Each presentation is written as a single archive file in destination.
setup_mock()
stats = TransferPipeline.process(
source="gdrive://root",
destination=OUTPUT_DIR,
strategies={"connector": "drive"},
google_token_path=os.environ.get("GOOGLE_TOKEN_PATH", "./token.json"),
)
print("=== Collect Presentations from a Folder ===")
print(json.dumps(stats, indent=2))
Collect from a Specific Slides Folder¶
Use a dedicated Drive folder that contains only presentations to scope the collection precisely.

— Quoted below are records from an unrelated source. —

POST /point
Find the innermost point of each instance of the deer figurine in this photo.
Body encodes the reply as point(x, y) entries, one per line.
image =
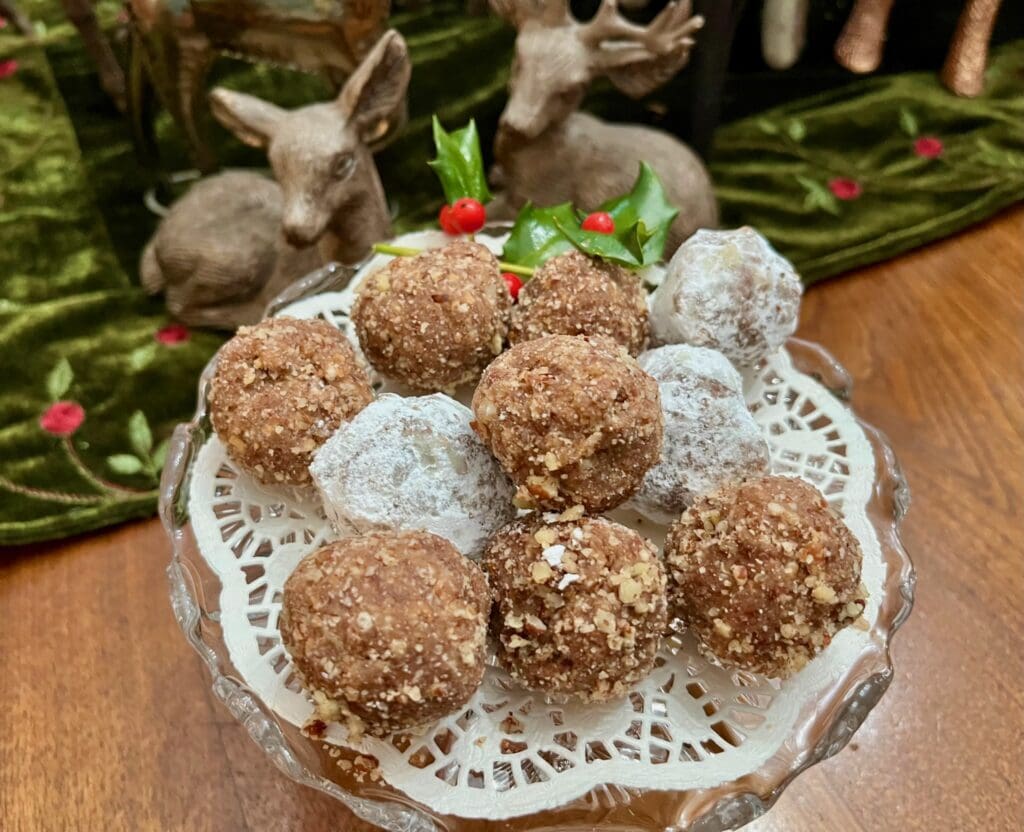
point(179, 39)
point(218, 254)
point(547, 152)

FOLDER_ID = os.environ.get("GDRIVE_SLIDES_FOLDER_ID", "my-slides-folder-id")
setup_mock()
stats_folder = TransferPipeline.process(
source=f"gdrive://{FOLDER_ID}",
destination=f"{OUTPUT_DIR}/decks",
strategies={"connector": "drive"},
google_token_path=os.environ.get("GOOGLE_TOKEN_PATH", "./token.json"),
)
print("=== Collect from a Specific Slides Folder ===")
print(json.dumps(stats_folder, indent=2))
Validate Output¶
Each presentation produces one archive file. The raw pageElements
structure is preserved — use the json chunking strategy to split by
slide, or flatten the text elements for full-text indexing.